Keeping the Internet the way it is currently is a matter of enforcing
legal and technical regulations that were included when the Federal
Communications Commission enacted the Open Internet Order in 2010. Some
folks experience a knee-jerk reaction to the thought of imposed
regulations, but these are standards meant for those who design our
computers and the network hardware in them, and for those who sell us
Internet service. These large companies suppose that there is more
money to be made in a deregulated situation. It is the view of this
writer that Internet service costs enough already.
In January 2014, stemming from a Verizon lawsuit, the DC District Court
struck down the FCC's net neutrality rules as being based on a flawed
legal foundation, but that decision left it open for the FCC to decide
just how net neutrality should be reestablished. In April 2014, press
reports leaked details of the FCC's latest proposal. In it, service
providers are prevented from blocking or discriminating against
websites, but these service providers would be able to charge companies
for preferential treatment if THEY deemed it commercially reasonable.

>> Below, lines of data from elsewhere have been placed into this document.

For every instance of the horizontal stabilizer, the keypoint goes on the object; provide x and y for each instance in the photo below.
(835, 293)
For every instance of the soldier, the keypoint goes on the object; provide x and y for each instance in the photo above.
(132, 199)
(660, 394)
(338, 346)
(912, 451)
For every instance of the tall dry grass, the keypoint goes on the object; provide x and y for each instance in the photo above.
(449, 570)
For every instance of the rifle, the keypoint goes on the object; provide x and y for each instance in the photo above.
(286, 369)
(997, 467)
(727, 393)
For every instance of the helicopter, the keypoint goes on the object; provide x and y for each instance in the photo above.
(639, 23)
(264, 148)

This again opens us all up for service providers to choose winners and
losers and for the establishment of fast and slow lanes online.
The Chairman of the FCC is Tom Wheeler, a former cable company
lobbyist. PLEASE visit the FCC's website at http://www.fcc.gov/comments and
click Proceeding #14-28 on Protecting and Promoting the Open Internet,
and let Chairman Wheeler know how you feel about it all. You might also
write or call your Representatives and Senators. Of course, it's not a
bad idea to talk it up amongst ourselves as well. It's a sure bet that
we won't like the Internet if Verizon and Comcast get their way in this.